This programme started in 1999 and initially concentrated on HIV/AIDS in response to the increasing number of children found in the streets of Nyahurur as an effect of HIV/AIDS. During this period, there was also a lot of stigma about HIV/AIDS and not many families were ready to take in these orphans, most of whom were also HIV positive. The programme provided health and social care to these children and eventually St. Martin was able to start a home for HIV-positive children with Talitha Kumi. In
Until 2008, the alcohol and drugs abuse arm of the programme maintained a low profile only addressing the correlation between alcohol and drugs abuse and HIV/AIDS, but in 2008 the high prevalence of alcohol and drug abuse in the area was recognized and a project for this area was launched. The program and its volunteers are following cases that have been brought to their attention, give first psycho-social support and try to put the beneficiaries on a recovery path.
In mid-2018, the issues of mental health were added to the program. In a pilot project, the abundance and severity of mental health problems were mapped in a defined area and a methodology was developed to bring care and support to the beneficiaries, always following the philosophy and approach of St. Martin to work through the community.

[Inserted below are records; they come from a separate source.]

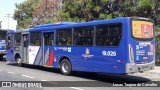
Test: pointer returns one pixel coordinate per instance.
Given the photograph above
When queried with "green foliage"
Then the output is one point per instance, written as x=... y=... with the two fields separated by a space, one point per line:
x=23 y=13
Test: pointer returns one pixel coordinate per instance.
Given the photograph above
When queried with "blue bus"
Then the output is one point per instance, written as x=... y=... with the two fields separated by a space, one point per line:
x=121 y=46
x=3 y=34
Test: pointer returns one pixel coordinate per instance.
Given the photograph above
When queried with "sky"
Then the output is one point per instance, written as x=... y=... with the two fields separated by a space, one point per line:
x=8 y=7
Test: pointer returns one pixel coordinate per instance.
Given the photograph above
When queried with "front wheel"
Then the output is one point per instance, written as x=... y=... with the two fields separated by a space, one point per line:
x=19 y=61
x=65 y=67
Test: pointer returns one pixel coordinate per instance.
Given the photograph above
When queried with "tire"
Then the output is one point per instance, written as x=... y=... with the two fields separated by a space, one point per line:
x=65 y=67
x=19 y=61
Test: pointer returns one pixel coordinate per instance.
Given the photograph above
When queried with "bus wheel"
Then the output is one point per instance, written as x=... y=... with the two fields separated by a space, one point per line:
x=65 y=67
x=19 y=61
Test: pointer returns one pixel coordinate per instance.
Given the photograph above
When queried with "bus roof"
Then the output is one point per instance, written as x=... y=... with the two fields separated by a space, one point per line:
x=60 y=25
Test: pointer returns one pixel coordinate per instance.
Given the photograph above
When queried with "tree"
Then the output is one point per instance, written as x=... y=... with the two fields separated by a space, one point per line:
x=86 y=10
x=46 y=11
x=23 y=13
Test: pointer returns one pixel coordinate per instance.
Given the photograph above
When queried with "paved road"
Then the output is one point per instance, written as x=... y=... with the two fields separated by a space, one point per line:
x=10 y=72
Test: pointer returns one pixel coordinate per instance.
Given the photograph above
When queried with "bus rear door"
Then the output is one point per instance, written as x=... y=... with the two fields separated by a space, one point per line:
x=48 y=49
x=10 y=47
x=25 y=38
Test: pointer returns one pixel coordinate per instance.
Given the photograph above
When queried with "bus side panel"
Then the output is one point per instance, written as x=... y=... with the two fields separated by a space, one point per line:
x=35 y=54
x=9 y=47
x=91 y=59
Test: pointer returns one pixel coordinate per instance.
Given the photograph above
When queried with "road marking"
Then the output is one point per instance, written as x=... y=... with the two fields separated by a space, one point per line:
x=27 y=76
x=76 y=88
x=11 y=72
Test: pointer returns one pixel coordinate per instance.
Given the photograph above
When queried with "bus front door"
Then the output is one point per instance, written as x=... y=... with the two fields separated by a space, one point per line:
x=25 y=48
x=48 y=49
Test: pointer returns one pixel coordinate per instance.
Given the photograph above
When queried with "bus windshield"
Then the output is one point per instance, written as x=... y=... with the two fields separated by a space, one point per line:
x=3 y=35
x=142 y=30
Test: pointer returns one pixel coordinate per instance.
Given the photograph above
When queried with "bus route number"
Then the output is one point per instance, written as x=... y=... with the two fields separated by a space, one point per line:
x=111 y=53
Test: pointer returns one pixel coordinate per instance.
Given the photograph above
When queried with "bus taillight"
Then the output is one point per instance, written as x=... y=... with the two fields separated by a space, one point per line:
x=131 y=54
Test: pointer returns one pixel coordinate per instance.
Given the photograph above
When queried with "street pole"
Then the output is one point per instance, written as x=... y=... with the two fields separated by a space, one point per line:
x=8 y=16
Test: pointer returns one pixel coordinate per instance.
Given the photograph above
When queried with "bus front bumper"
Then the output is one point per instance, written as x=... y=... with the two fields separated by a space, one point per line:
x=133 y=68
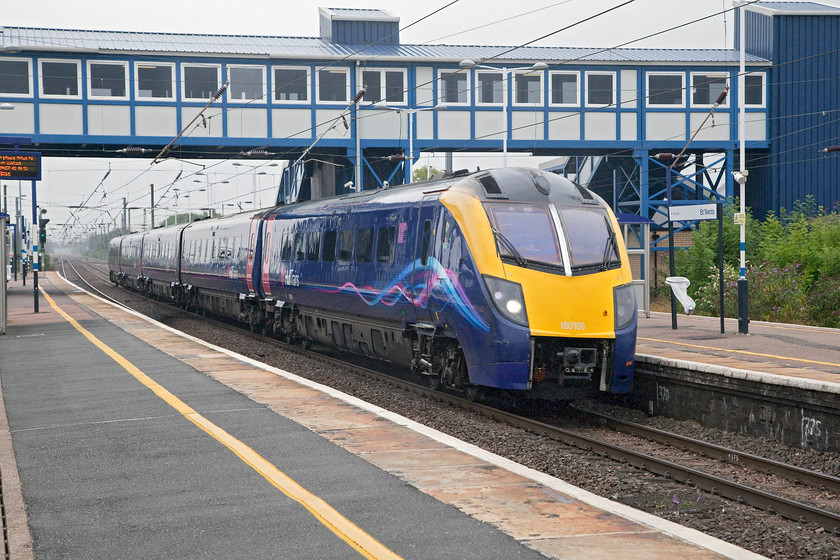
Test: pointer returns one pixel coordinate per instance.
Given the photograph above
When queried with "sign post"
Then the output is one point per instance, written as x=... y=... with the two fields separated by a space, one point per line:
x=697 y=212
x=22 y=166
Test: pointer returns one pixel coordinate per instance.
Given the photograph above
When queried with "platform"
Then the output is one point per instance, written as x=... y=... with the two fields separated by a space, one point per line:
x=139 y=441
x=785 y=352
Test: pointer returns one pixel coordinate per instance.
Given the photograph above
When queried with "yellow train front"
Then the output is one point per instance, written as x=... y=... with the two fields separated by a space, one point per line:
x=563 y=317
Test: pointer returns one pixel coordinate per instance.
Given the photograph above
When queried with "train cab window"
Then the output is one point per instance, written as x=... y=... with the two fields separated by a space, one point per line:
x=300 y=249
x=364 y=245
x=385 y=244
x=286 y=248
x=328 y=253
x=427 y=241
x=345 y=245
x=313 y=245
x=525 y=233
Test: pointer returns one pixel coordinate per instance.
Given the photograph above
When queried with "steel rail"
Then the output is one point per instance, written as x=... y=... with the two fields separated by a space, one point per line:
x=793 y=473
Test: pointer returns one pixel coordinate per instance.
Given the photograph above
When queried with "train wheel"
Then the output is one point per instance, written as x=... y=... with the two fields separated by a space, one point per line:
x=474 y=393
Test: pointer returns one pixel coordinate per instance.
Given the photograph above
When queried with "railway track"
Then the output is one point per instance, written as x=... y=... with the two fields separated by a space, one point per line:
x=765 y=484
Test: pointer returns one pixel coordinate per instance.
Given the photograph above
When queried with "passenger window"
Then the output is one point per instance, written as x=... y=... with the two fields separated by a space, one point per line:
x=286 y=250
x=313 y=245
x=328 y=254
x=345 y=245
x=427 y=239
x=299 y=247
x=364 y=245
x=385 y=245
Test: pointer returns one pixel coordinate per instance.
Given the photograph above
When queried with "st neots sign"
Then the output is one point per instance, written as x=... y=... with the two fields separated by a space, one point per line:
x=20 y=165
x=684 y=213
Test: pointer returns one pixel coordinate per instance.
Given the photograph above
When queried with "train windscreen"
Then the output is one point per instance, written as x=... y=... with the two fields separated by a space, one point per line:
x=551 y=235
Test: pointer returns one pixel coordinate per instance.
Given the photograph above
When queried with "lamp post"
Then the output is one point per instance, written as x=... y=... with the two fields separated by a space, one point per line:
x=410 y=111
x=468 y=64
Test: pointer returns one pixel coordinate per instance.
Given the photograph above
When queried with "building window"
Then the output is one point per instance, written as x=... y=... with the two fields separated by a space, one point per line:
x=528 y=88
x=155 y=81
x=291 y=84
x=200 y=81
x=108 y=79
x=333 y=85
x=489 y=88
x=247 y=83
x=666 y=90
x=454 y=87
x=706 y=88
x=59 y=78
x=15 y=77
x=564 y=88
x=754 y=89
x=387 y=85
x=600 y=88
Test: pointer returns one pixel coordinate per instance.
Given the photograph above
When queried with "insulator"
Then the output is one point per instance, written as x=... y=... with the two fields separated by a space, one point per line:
x=219 y=92
x=358 y=96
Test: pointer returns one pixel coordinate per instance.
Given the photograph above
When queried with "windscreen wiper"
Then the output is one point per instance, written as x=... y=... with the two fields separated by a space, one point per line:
x=610 y=244
x=520 y=260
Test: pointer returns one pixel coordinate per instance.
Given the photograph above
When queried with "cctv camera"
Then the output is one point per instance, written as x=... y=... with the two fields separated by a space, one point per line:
x=740 y=178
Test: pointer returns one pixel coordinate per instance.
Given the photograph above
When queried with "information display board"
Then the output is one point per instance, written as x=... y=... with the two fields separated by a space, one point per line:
x=20 y=165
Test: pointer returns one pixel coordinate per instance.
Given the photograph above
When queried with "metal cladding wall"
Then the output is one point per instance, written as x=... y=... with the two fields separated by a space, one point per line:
x=804 y=111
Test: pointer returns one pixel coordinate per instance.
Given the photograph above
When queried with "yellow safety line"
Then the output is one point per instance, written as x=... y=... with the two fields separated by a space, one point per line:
x=741 y=352
x=365 y=544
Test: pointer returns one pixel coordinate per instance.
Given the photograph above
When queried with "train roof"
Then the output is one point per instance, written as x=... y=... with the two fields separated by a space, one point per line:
x=518 y=184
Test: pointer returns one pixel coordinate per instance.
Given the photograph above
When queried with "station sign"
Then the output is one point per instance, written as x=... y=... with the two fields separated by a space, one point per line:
x=20 y=165
x=689 y=212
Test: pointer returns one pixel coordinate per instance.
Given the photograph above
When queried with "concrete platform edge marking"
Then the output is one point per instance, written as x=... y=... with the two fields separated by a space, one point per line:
x=358 y=539
x=770 y=378
x=17 y=521
x=670 y=528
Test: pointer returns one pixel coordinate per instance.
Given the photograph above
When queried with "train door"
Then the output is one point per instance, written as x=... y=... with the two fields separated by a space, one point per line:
x=254 y=255
x=424 y=264
x=268 y=230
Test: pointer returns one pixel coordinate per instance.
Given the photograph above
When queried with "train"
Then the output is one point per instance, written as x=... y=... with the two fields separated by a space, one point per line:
x=506 y=281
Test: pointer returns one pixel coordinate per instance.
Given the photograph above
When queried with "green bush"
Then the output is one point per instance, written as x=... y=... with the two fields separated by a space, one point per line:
x=793 y=266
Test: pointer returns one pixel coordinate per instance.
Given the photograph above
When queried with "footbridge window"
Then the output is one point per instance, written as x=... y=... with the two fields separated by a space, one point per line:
x=16 y=76
x=291 y=85
x=200 y=81
x=108 y=80
x=155 y=80
x=666 y=89
x=60 y=78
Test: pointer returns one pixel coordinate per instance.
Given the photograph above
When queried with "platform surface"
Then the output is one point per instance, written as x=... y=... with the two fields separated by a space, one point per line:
x=777 y=349
x=139 y=442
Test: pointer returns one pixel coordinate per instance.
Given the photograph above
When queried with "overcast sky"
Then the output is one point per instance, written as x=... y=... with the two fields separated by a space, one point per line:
x=462 y=22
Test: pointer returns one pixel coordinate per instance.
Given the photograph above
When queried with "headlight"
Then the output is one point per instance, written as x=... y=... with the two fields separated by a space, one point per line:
x=508 y=299
x=625 y=305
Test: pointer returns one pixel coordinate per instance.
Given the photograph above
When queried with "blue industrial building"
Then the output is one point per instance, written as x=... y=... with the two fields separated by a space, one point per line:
x=349 y=105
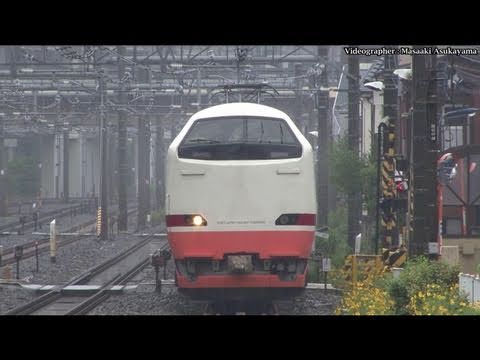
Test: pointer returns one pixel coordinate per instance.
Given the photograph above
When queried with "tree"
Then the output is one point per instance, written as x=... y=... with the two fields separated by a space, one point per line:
x=23 y=176
x=353 y=174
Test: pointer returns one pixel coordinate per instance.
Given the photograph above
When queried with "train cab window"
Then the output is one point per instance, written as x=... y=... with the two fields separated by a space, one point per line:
x=240 y=138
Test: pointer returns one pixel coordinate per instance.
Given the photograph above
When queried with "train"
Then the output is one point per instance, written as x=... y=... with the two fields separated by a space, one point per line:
x=240 y=203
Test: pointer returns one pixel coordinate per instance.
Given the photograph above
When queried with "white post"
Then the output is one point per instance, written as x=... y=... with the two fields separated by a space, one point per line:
x=53 y=241
x=358 y=243
x=476 y=289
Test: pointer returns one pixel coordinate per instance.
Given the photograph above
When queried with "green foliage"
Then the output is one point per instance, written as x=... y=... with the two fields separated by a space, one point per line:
x=336 y=245
x=418 y=274
x=23 y=176
x=355 y=175
x=346 y=168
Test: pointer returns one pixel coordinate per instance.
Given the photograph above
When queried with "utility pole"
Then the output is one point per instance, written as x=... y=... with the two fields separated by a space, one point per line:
x=298 y=96
x=3 y=173
x=65 y=162
x=141 y=172
x=57 y=153
x=354 y=200
x=122 y=147
x=323 y=105
x=422 y=202
x=146 y=159
x=103 y=164
x=160 y=165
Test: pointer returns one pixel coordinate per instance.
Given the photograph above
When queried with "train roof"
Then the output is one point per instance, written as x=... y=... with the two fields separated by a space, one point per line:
x=239 y=109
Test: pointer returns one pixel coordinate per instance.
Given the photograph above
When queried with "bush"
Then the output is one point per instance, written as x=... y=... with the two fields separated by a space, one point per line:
x=336 y=245
x=418 y=274
x=438 y=300
x=366 y=299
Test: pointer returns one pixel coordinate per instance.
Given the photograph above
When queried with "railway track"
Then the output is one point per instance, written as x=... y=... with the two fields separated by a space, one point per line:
x=265 y=307
x=44 y=218
x=43 y=245
x=115 y=271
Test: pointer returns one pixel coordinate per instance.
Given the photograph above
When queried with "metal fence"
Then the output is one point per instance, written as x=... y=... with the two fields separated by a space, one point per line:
x=470 y=285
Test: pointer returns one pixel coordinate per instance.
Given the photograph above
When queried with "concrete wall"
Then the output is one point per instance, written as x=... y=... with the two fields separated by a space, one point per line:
x=469 y=252
x=92 y=176
x=46 y=159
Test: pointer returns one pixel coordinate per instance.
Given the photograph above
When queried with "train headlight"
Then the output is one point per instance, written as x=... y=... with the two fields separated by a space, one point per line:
x=197 y=220
x=186 y=220
x=284 y=220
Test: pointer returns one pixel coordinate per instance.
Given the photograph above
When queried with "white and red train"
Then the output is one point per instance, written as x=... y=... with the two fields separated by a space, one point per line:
x=240 y=202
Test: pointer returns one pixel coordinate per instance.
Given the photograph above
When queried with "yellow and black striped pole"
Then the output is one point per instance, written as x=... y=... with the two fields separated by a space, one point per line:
x=99 y=220
x=389 y=221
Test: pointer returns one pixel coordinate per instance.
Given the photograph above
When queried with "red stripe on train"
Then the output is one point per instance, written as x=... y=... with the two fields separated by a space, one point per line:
x=215 y=244
x=239 y=281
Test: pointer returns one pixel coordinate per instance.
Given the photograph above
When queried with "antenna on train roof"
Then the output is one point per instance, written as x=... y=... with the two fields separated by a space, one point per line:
x=254 y=90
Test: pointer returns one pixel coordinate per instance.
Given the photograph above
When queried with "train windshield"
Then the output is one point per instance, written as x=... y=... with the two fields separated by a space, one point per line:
x=240 y=138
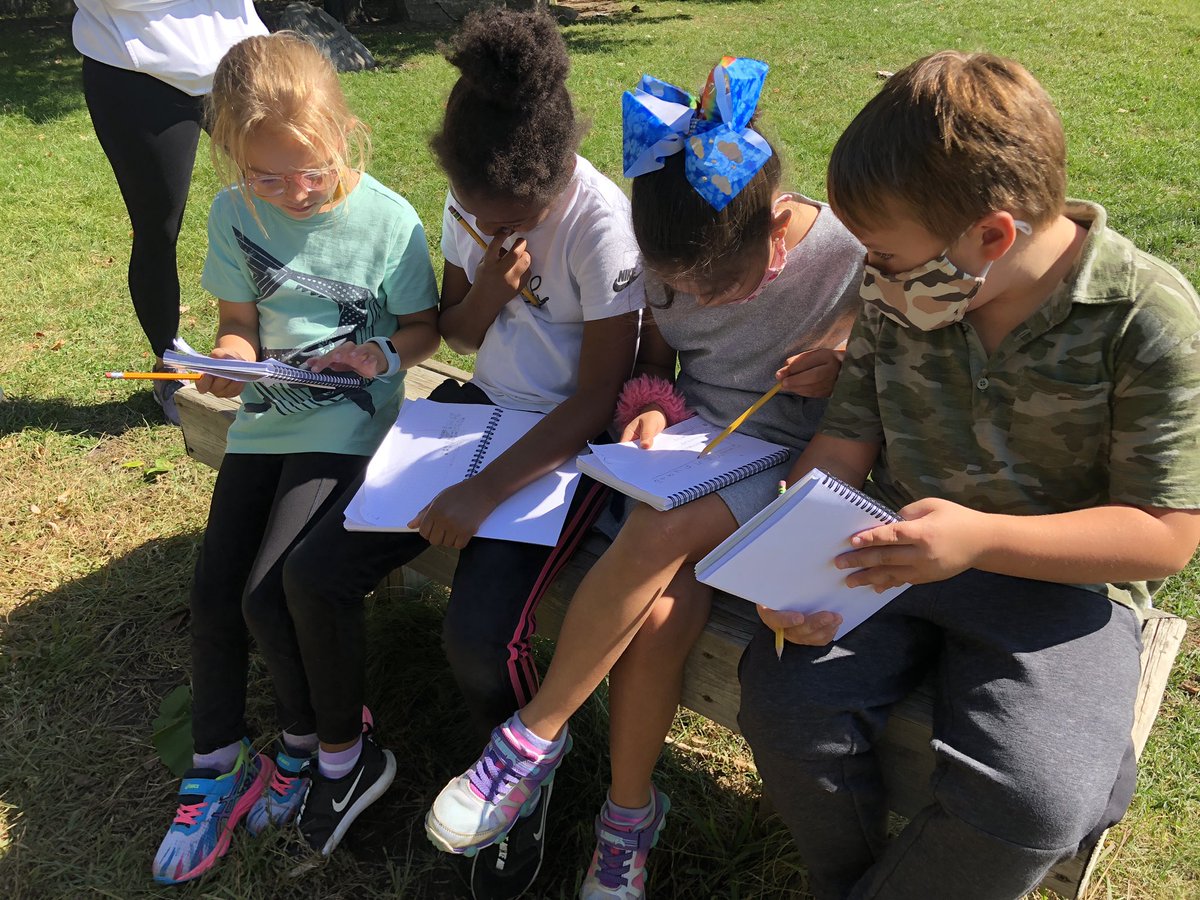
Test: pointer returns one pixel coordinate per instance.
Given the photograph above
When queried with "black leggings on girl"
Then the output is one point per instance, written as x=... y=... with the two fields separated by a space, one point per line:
x=149 y=131
x=262 y=505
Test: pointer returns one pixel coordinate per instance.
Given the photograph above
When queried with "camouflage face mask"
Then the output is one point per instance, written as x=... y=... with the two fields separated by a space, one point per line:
x=930 y=297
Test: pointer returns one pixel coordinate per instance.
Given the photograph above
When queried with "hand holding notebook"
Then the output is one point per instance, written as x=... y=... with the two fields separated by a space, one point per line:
x=435 y=445
x=270 y=371
x=784 y=557
x=671 y=473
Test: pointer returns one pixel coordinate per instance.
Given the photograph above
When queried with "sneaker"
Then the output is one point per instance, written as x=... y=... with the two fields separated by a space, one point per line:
x=165 y=396
x=280 y=803
x=331 y=805
x=210 y=805
x=477 y=809
x=508 y=868
x=618 y=864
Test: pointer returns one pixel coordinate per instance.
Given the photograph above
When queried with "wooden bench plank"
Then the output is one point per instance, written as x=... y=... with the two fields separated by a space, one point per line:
x=711 y=684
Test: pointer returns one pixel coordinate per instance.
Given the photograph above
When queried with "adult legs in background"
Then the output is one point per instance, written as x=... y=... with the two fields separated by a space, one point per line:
x=149 y=132
x=1036 y=684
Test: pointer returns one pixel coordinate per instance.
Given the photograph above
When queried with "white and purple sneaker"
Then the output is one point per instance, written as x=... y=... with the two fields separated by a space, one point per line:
x=618 y=864
x=481 y=805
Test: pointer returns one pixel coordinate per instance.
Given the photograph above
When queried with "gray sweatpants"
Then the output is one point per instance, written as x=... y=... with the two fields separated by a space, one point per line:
x=1036 y=687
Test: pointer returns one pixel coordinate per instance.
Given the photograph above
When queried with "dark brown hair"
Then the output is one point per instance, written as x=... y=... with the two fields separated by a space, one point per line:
x=951 y=138
x=509 y=127
x=681 y=234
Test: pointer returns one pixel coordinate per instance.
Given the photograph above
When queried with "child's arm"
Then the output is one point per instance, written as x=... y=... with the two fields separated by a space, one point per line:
x=1091 y=546
x=468 y=309
x=415 y=340
x=605 y=360
x=237 y=339
x=811 y=373
x=655 y=360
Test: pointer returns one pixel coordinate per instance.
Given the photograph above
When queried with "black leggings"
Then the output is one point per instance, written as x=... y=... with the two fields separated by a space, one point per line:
x=262 y=507
x=149 y=132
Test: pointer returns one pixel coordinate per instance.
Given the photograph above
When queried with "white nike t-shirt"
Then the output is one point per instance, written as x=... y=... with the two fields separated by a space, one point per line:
x=585 y=267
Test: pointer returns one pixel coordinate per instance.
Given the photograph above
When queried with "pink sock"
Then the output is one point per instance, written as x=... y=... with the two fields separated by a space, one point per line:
x=336 y=765
x=624 y=817
x=220 y=760
x=533 y=745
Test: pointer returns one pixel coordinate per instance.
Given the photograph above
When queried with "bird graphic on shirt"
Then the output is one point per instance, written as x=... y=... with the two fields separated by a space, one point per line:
x=353 y=305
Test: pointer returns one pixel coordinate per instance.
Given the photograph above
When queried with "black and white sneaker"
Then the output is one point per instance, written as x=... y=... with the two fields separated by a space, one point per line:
x=333 y=804
x=507 y=870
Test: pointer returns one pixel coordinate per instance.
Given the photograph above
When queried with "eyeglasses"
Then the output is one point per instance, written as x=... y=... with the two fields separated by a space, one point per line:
x=315 y=181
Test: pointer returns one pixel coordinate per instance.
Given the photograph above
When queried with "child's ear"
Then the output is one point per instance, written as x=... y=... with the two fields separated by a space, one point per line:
x=779 y=221
x=997 y=233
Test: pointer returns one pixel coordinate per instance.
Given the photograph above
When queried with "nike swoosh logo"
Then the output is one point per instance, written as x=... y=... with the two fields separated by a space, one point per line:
x=627 y=277
x=541 y=825
x=340 y=805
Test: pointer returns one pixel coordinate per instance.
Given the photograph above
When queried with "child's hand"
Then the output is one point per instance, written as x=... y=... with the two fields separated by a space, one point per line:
x=811 y=373
x=937 y=540
x=454 y=516
x=502 y=274
x=815 y=629
x=364 y=359
x=645 y=427
x=221 y=387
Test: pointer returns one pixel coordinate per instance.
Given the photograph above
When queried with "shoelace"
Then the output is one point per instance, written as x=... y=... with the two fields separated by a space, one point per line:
x=282 y=784
x=615 y=862
x=496 y=772
x=189 y=813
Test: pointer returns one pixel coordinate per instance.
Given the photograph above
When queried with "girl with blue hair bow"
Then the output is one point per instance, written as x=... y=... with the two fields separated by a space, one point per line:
x=715 y=233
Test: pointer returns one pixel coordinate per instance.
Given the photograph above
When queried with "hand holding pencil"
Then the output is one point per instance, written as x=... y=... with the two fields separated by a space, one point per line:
x=810 y=373
x=508 y=268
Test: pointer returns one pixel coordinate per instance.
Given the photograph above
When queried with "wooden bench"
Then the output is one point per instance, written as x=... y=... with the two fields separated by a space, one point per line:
x=711 y=683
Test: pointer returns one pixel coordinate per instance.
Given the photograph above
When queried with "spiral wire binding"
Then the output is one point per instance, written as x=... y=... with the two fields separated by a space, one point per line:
x=858 y=498
x=725 y=480
x=477 y=460
x=295 y=375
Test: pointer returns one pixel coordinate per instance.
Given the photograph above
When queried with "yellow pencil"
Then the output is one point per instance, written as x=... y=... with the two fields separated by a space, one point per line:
x=529 y=297
x=779 y=631
x=733 y=426
x=157 y=376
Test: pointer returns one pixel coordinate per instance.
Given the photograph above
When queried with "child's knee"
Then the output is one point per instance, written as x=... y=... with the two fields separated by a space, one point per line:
x=1039 y=807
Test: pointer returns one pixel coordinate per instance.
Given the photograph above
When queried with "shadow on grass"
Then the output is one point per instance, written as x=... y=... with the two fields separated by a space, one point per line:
x=84 y=667
x=39 y=69
x=64 y=415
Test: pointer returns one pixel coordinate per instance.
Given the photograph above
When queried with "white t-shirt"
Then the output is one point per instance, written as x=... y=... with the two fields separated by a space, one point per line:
x=585 y=259
x=177 y=41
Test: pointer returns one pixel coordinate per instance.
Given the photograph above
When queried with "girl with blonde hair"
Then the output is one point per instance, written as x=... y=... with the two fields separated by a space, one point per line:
x=316 y=263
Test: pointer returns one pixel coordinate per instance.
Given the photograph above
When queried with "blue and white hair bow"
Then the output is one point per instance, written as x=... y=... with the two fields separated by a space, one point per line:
x=721 y=154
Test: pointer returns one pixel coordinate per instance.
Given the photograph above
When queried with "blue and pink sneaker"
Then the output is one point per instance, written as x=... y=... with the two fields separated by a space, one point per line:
x=618 y=864
x=280 y=803
x=210 y=807
x=480 y=807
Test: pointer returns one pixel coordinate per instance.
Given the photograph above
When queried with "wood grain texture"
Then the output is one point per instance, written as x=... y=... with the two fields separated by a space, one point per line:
x=711 y=683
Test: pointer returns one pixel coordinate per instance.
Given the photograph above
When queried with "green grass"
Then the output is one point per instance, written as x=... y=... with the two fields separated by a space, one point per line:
x=97 y=555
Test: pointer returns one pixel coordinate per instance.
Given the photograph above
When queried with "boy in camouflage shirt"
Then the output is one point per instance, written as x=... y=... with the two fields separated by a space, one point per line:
x=1038 y=432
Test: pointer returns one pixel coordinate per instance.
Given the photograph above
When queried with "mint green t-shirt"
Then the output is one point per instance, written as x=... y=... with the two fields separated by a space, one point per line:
x=340 y=275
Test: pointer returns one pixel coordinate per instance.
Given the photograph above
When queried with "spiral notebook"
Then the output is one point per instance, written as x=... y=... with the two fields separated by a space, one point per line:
x=671 y=472
x=783 y=558
x=435 y=445
x=270 y=371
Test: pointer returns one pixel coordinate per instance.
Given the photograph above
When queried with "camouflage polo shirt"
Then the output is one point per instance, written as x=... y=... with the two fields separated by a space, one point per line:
x=1093 y=400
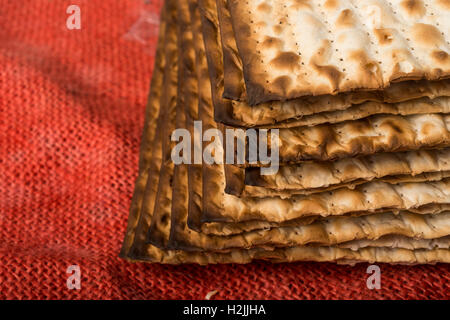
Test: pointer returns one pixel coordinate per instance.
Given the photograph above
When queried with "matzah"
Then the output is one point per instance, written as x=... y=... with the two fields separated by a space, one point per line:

I was losing my marriage because I could not accept the reality of my situation. Despite the fact that I have a job with the government, I could not work on my alcoholism. My wife complained regularly about my inability to provide enough money for the family needs. Occasionally, she took casual jobs in the neighbourhood to earn an extra coin, which embarrassed me.
When she reported the matter to the volunteers I was very angry with her but to my surprise, the volunteers were quite skilled. They helped me to accept my reality and seek help. Then they brought us to the table and reconciled us. I am full of gratitude to them.